Friday, April 26, 2013

Will the Affordable Care Act Lower Health Insurance Costs?

In 2014, two of the most important provisions  of the Affordable Care Act take effect.  These require health insurers to accept all applicants without regard to prior medical conditions, and to provide unlimited coverage.  Although some recent news stories indicate that health insurers are raising premiums in 2014 to compensate for these provisions, it's possible to foresee a time when these same provisions will constrain the growth of health insurance costs. 

These requirements--no exclusion for prior medical conditions and unlimited coverage--provide powerful incentives for insurers to manage health care rationally.  Currently, many health insurers endeavor to limit their exposure to the costliest patients (i.e., those with existing medical conditions and those needing very expensive care).  In other words, insurers attempt to avoid covering those most in need of coverage.  It's no surprise that the most common reason for individuals to file bankruptcy is unmanageable medical bills.  It is perhaps surprising that most of these individuals have some health insurance coverage--but not enough. 
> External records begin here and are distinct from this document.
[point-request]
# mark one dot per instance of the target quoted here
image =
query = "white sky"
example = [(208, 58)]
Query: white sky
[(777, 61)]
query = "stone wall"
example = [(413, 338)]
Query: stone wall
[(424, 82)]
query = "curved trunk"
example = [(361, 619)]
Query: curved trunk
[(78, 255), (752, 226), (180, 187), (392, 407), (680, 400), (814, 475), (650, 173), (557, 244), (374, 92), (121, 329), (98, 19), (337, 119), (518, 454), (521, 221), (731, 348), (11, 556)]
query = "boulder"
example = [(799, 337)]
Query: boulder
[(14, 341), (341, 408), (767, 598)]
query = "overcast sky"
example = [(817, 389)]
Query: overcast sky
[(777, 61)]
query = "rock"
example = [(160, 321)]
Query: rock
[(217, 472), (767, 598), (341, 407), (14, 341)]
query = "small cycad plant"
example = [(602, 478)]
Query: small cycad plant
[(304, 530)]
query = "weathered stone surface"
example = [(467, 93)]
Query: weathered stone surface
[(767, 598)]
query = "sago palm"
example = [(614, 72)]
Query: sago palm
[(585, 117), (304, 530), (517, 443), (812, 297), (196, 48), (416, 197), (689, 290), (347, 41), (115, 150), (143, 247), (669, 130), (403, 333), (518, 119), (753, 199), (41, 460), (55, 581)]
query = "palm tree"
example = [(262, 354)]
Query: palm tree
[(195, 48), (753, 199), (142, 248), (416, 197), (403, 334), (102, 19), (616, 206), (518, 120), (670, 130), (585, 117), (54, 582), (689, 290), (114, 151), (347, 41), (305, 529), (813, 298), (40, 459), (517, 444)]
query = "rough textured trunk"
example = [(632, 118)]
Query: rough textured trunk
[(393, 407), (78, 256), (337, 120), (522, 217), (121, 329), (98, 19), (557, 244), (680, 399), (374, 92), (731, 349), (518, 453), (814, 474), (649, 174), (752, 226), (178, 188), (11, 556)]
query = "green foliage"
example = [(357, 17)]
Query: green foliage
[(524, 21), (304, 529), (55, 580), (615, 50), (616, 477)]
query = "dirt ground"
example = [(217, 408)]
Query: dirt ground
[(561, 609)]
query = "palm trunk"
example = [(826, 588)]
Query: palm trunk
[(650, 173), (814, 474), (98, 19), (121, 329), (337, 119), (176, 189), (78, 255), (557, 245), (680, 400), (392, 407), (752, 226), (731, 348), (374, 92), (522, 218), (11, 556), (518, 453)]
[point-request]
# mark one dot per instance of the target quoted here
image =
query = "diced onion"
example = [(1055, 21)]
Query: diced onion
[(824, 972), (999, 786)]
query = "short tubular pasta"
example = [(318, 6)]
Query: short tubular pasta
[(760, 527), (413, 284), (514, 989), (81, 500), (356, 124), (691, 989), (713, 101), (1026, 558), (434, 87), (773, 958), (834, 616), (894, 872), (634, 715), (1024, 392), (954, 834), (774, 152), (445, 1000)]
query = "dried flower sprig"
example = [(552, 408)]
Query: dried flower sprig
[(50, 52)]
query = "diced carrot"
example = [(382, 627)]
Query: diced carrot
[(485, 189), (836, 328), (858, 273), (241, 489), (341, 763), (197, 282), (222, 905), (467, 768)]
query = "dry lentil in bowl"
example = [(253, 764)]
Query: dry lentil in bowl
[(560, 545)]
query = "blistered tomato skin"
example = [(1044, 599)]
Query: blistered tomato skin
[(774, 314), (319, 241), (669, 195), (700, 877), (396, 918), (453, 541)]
By forbidding insurers to squeeze out those in the greatest need of coverage, the Affordable Care Act now steers insurers' attention toward managing care rationally and providing the best quality, most effective care.  Preventive care, such as regular physicals, screenings, immunizations, wellness programs, and so on will take priority. People will hopefully fall ill and injure themselves less often and perhaps less severely.  In the long run, this fundamental change in approach may lower the growth of premiums, as improvements in health from better preventive care hopefully reduce the need for medical treatment.  Premiums will rise next year for many--but only because they're getting better coverage.  And that improved coverage may pay off in the long run.